Son association habituelle avec Maxime Lucu avait été rompue au coup d’envoi, le capitaine bordelais débutant sur le banc. Aux côtés de Martin Page-Relo, Jalibert n’a trouvé ni le rythme ni les espaces nécessaires pour installer le jeu girondin.
Une seule fulgurance au milieu des erreurs
Le numéro 10 a subi de plein fouet la vitesse des montées défensives toulousaines. Derrière un pack dominé dans les impacts et les rucks, il a multiplié les hésitations, les imprécisions et les choix mal exécutés.

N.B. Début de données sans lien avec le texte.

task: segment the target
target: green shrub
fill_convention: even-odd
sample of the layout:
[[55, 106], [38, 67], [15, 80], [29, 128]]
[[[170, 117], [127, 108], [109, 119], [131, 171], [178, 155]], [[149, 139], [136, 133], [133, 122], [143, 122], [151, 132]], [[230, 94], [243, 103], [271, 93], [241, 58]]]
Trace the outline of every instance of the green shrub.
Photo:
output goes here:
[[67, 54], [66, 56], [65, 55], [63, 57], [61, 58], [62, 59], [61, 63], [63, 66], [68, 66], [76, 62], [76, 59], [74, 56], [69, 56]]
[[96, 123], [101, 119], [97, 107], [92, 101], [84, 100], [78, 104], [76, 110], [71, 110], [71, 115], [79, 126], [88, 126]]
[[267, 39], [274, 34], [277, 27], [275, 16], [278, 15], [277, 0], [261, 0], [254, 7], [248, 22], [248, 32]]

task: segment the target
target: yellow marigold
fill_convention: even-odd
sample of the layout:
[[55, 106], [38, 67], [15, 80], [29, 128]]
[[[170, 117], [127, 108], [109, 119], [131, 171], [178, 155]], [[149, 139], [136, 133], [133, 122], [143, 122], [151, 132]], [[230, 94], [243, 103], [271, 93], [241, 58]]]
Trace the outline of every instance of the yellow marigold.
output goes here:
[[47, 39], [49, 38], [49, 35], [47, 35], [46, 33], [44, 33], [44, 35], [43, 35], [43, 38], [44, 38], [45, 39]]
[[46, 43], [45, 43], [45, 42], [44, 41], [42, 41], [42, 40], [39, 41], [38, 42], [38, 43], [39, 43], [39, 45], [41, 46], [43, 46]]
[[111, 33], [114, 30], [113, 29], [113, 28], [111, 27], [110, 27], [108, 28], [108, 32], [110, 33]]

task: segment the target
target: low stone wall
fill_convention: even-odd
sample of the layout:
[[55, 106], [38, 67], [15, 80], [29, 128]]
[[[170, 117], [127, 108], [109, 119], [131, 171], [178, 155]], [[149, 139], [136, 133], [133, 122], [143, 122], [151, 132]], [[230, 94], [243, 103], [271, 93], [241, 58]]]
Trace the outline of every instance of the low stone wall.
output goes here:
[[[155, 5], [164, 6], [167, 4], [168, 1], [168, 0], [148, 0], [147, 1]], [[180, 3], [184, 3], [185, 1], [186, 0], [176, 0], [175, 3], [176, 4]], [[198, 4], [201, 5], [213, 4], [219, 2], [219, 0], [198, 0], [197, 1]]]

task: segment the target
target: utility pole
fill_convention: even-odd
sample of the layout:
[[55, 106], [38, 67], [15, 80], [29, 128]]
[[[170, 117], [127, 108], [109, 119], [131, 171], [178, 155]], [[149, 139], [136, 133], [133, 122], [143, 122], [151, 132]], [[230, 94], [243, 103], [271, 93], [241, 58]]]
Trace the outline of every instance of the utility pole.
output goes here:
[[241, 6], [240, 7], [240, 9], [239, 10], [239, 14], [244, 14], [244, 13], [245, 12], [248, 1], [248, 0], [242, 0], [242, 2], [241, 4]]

Son coup d’envoi directement envoyé en ballon mort a parfaitement illustré la fébrilité bordelaise. Certaines relances hasardeuses ont également replacé l’UBB sous pression alors que son équipe avait besoin de calme et d’occupation.
Jalibert a bien retrouvé un peu de lumière en seconde période avec une percée tranchante durant laquelle il a éliminé trois Toulousains. Une action isolée, cependant, dans une prestation beaucoup trop effacée pour un joueur censé guider l’attaque bordelaise.
Dans une rencontre aussi déséquilibrée, l’ouvreur ne pouvait évidemment pas tout renverser seul. Mais l’UBB attendait de son maître à jouer qu’il montre le chemin.
À Ernest-Wallon, Matthieu Jalibert est malheureusement resté introuvable.